For the study, researchers from the University of Pennsylvania Perelman School of Medicine and the University of Texas Southwestern Medical Center surveyed more than 3,300 adults about their preferences about how such information is used (whether for research, quality improvement or commercial marketing); who is using it (hospitals, businesses or public health departments); and the data’s sensitivity.
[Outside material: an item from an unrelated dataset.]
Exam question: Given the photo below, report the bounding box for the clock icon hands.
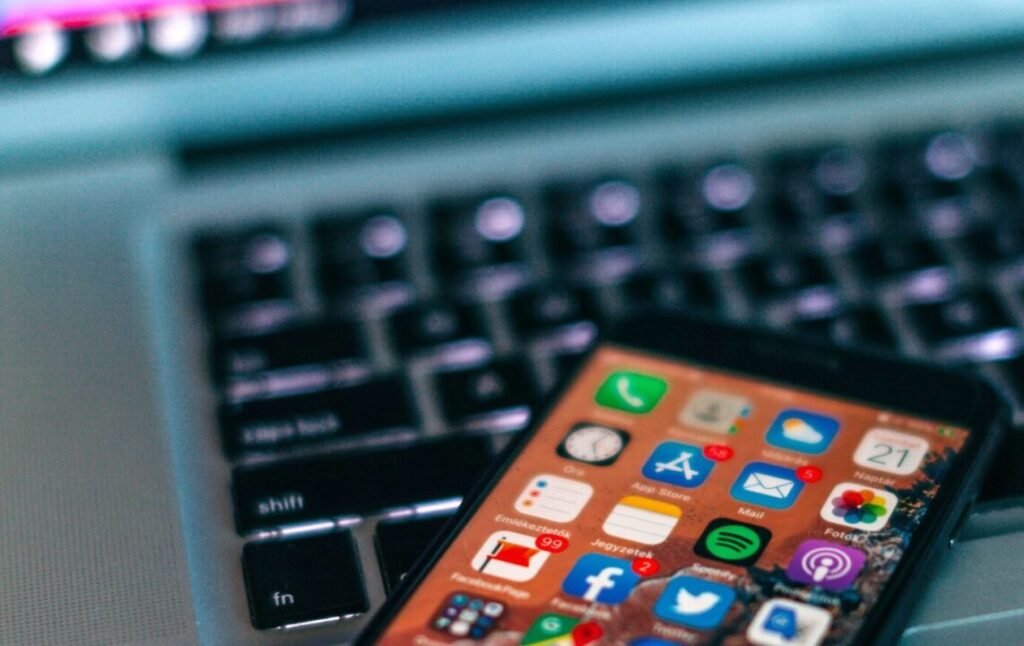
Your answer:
[557,424,630,467]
The participants ranked their willingness to share such data in various scenarios on a scale of 1 to 10, with 1 representing a low willingness to share).
Respondents were less willing to share such information in scenarios involving marketing and quality improvement uses, and drug company and public health department users, the researchers found.
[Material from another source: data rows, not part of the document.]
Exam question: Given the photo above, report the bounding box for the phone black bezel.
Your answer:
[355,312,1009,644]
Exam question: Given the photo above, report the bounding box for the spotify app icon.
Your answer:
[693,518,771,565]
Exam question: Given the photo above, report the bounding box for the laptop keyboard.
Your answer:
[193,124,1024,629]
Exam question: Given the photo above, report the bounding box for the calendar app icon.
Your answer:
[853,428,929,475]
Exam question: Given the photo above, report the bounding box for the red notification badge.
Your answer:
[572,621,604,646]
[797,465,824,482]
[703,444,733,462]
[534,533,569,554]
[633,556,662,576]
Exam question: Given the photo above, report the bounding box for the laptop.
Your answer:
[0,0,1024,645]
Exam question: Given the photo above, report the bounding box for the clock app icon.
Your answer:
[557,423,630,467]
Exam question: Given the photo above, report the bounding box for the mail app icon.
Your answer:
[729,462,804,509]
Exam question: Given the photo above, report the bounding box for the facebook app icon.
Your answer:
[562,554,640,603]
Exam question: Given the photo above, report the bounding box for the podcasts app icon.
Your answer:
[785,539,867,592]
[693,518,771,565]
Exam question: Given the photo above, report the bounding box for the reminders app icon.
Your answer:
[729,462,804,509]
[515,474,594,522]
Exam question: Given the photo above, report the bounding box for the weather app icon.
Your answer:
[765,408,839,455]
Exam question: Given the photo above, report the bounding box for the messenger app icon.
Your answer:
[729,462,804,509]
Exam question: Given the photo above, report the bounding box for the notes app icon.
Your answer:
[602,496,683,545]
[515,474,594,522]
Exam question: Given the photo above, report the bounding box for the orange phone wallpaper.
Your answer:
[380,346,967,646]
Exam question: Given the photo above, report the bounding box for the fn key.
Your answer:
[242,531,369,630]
n an invited commentary about the research published in the journal, Isaac Kohane, M.D.–a professor of at Harvard Medical School and chair of the informatics program at Boston Children’s Hospital–called that particular finding “remarkable.”
“The most surprising finding was that the data uses that currently require the least institutional review, namely, public health and quality improvement processes, were much less favored than secondary use for biomedical research, for which institutional review board oversight is usually required,” Kohane said. “Also surprising was that the sensitivity of the data, whether genomic or family history, did not affect respondents’ generally favorable attitude toward the secondary use of e-health data for biomedical research.”
Kohane added that the findings indicate that perhaps healthcare institutions are asking the wrong question when it comes to such data use.
“Rather than [asking], “Why risk alarming our patients by using their e-health data for research?” perhaps we should be asking, “Why is our first obligation not to ensure that our patients’ data are used for research as they wish and expect them to be used?” Kohane said. “Every institution must enforce strict data security and protection of patient confidentiality and patient directives, but these requirements should be no more unexpected than meticulous hand washing before examining each patient.”
Several states are in the process of reviewing how information from public health agencies is used when it is sold to data miners after recent Bloomberg research found that patients could be re-identified with just a few pieces of information. With more health information than ever in digital form, various researchers have shown that “anonymous” research participants can be re-identified. Meanwhile, the U.S. Department of Health & Human Services’ Office for Civil Rights has said there is no fail-safe method for de-identifying patient data.